Mélanie, la femme de chambre de Mme Bartier, la belle-sœur du Docteur-Noir, était restée dans la demeure de celui-ci.

Le médecin lui avait offert si gracieusement l’hospitalité, qu’elle l’avait acceptée simplement, sans démonstration de gratitude.

Mais la reconnaissance était dans son cœur.

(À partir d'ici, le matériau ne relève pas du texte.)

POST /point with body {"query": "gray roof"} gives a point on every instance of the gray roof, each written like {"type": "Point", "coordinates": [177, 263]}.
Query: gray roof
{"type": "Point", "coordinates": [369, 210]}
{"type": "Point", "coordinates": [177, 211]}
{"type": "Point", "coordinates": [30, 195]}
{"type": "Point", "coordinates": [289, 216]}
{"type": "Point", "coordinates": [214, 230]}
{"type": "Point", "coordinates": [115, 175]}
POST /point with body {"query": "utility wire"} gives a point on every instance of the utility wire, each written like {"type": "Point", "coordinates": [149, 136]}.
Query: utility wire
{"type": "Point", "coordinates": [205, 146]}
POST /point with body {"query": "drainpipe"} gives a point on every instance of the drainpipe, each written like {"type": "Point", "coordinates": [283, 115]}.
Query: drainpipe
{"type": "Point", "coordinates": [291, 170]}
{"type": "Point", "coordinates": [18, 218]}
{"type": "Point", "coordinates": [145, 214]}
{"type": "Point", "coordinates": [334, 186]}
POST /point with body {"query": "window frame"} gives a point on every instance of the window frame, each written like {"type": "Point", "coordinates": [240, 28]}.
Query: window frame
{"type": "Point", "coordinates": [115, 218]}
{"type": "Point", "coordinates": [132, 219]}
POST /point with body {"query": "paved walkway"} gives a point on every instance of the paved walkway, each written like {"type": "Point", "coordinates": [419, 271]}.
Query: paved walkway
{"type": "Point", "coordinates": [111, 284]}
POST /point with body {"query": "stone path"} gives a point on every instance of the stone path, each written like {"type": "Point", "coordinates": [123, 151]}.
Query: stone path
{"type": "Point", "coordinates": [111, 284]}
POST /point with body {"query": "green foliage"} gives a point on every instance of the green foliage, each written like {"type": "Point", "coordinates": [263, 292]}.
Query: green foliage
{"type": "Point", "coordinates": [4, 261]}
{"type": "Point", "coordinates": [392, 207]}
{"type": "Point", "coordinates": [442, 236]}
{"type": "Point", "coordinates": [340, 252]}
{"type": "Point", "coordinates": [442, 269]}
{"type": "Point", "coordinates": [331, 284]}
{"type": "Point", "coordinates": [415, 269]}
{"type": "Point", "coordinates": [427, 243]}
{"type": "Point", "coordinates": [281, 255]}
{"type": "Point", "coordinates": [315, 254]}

Elle avait un profond respect pour cet homme loyal qui, par suite de drames intimes, se trouvait être le père de Georges, le fils adultérin de Mme Barlier.

La brave créature se promettait de servir le Docteur-Noir comme elle avait servie sa malheureuse maîtresse.

Elle se sentait prise d’une pitié immense en songeant aux souffrances qu’endureraient désormais les enfants du président, privés de leur mère…

Madeleine savait ce que faisait Jean-Baptiste Flack, Il était parti aussitôt après son maître, saisi d’un pressentiment de mauvais augure.

Son étonnement ne fut pas grand en voyant arriver le soir. Le Docteur devait avoir de nombreuses occupations qui l’avaient retardé.

Quant à son domestique, il ne devait pas le perdre de vue, et, sous la surveillance de ce gardien dévoué et intelligent, il n’y avait rien à craindre pour M. Lucien, — c’est ainsi que Madeleine appelait le frère du président.

Elle avait si souvent entendu sa pauvre maîtresse prononcer ce nom, qui lui rappelait une faute bien chère, qu’elle l’avait retenu…

Madeleine, installée dans la maison, mit tout en ordre et prépara le repas.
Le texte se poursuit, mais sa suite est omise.